Everyone gets rejected, and it feels bad and awkward and embarrassing, but if you pinned all your hopes on this one guy, you're bound to feel devastated, so my advice would be to find some more baskets to put your eggs into :)

Maybe give the online dating another try - having helped a single friend out recently with that, we learned that the different dating sites have different cultures... Some are little more than people looking for sex hookups, some are sort of more geared towards friendships, and of those in the middle, some are geared towards frivolous dating and some are geared towards finding life partners...

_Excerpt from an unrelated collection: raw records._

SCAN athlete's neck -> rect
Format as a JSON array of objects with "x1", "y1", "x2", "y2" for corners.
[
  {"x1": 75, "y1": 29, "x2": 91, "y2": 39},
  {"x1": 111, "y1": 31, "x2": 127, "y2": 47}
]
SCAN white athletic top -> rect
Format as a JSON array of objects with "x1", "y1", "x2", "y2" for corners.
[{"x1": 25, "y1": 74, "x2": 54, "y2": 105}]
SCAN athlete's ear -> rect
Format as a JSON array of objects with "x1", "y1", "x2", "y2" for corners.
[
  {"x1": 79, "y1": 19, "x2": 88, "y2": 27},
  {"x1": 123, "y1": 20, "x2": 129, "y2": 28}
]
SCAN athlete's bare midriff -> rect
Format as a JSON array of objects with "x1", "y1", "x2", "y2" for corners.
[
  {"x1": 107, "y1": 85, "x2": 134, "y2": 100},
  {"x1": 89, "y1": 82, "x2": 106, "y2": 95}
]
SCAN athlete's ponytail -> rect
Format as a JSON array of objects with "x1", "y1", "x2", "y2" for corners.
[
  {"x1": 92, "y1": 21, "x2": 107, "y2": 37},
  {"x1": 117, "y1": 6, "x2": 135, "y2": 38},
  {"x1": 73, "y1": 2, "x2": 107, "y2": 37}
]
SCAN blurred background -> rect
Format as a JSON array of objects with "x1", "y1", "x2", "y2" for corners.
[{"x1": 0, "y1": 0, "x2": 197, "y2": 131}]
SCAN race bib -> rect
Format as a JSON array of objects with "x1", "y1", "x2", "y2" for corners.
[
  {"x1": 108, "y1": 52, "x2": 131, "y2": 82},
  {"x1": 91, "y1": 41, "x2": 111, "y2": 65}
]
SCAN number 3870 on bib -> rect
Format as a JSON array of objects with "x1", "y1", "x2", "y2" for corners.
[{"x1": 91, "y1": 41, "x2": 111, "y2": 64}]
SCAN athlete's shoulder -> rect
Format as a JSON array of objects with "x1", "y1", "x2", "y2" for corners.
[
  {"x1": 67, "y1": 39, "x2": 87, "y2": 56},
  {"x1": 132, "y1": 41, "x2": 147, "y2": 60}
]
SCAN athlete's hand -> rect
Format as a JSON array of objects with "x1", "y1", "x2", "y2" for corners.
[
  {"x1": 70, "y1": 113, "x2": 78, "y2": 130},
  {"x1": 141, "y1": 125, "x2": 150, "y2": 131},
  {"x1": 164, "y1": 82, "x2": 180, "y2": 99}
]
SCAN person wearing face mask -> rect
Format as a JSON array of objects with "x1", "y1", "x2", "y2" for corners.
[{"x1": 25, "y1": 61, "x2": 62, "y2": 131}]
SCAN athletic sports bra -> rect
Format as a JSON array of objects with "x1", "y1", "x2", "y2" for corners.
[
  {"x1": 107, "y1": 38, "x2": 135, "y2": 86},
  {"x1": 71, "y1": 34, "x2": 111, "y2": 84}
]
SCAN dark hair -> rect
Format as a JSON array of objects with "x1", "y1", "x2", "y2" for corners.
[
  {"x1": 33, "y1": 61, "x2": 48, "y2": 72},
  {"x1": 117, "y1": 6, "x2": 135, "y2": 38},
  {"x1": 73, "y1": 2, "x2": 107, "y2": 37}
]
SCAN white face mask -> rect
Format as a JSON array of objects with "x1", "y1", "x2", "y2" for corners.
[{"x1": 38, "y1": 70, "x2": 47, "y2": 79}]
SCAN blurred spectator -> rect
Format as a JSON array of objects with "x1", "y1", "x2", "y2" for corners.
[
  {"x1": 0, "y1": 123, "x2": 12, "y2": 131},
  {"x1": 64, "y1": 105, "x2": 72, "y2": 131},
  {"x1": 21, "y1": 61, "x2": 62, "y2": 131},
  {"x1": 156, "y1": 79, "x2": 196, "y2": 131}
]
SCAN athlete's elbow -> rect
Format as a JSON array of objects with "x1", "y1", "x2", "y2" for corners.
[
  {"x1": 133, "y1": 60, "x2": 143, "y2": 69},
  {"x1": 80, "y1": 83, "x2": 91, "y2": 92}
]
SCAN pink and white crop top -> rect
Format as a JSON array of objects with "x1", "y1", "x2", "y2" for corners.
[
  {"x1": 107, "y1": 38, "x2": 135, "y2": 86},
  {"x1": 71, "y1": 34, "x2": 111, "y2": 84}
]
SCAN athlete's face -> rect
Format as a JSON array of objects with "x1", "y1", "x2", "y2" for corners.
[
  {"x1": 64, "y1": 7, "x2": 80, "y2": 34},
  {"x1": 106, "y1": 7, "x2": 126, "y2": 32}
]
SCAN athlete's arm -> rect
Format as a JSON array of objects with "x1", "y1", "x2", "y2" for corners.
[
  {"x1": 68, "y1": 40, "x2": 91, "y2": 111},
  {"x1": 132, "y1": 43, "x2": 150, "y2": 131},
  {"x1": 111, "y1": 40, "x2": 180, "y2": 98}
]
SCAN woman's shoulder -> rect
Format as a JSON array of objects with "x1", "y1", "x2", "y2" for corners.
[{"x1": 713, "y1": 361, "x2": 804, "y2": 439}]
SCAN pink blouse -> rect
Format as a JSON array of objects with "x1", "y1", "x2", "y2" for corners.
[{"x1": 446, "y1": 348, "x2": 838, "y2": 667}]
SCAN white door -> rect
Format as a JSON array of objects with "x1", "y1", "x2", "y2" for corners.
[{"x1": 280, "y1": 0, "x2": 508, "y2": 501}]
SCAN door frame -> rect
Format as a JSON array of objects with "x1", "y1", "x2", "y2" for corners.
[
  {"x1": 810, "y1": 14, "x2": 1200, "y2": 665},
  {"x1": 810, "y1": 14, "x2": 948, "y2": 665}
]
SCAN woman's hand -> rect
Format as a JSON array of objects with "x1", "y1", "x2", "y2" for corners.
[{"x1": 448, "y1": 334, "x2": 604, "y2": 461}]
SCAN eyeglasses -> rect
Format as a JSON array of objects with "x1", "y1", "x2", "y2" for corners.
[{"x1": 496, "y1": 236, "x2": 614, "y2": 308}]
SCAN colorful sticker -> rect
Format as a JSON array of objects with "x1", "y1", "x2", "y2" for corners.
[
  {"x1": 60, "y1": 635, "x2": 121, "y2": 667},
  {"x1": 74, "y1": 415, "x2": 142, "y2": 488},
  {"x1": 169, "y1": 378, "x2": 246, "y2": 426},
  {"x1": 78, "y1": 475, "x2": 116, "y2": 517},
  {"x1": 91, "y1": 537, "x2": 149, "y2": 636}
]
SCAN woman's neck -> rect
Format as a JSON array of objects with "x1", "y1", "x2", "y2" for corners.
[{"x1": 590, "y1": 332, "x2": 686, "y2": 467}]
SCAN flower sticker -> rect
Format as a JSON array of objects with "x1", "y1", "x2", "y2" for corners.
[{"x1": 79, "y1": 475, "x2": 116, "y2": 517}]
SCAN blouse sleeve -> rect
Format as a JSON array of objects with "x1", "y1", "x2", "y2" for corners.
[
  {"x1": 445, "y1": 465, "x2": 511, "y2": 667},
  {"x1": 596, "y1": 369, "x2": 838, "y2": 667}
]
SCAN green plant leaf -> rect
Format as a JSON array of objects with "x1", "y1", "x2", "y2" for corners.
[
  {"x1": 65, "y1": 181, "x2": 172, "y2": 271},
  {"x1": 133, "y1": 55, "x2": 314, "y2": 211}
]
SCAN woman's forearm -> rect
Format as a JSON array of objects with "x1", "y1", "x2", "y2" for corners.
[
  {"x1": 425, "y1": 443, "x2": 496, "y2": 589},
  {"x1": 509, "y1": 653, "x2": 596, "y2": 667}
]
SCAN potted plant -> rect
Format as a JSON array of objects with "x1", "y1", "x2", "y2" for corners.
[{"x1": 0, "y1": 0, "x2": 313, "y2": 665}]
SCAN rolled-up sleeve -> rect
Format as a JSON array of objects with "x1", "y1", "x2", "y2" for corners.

My advice there is to be open to things that are different... For example, when I did online dating, I was subconsciously really limiting myself from a lot of guys - men that fell into the "too short", "too tall", "too fair", etc categories. I ended up making a conscious decision to talk to guys on there even if they were any of those things. (Obviously, there were some things I would not compromise on because they were very important to me - things like smoking, religion, family, etc.) I found by widening my pool and talking to those guys, I ended up going out on some lovely dates... My friend went on a site that is a bit more serious about profiling members and finding well-suited long-term love matches.

...which brings me to my next point, which is something that I did when I tried online dating, and my friend did recently. That was having the mindset going into it that you're NOT looking for "the one". That places too much pressure and expectation on you and on the guy. My friend and my attitude was that dating is a skill, as is being in a relationship, and as with any skill, you need practice to get good at it. So both of us went from being totally clueless and insecure about dating through to becoming better at the whole online dating thing and going out on dates... Looking for a nice evening out and some pleasant company rather than "A Boyfriend", if that makes sense.

Incidentally, I met some lovely guys through online dating, but nothing really clicked and I didn't find a boyfriend that way, but I did have some nice experiences, saw some different restaurants, movies and theatre shows. My friend chatted with only a limited number of men on her site, went on a few dates with one before calling it off due to not feeling a spark with him, and then went out with a second one and has actually found "The One".

And to help your spirits, I'll tell you this - my friend was older than you and had never kissed a boy/man until she did this online dating thing, so I know from experience that you're not doomed to be single forever!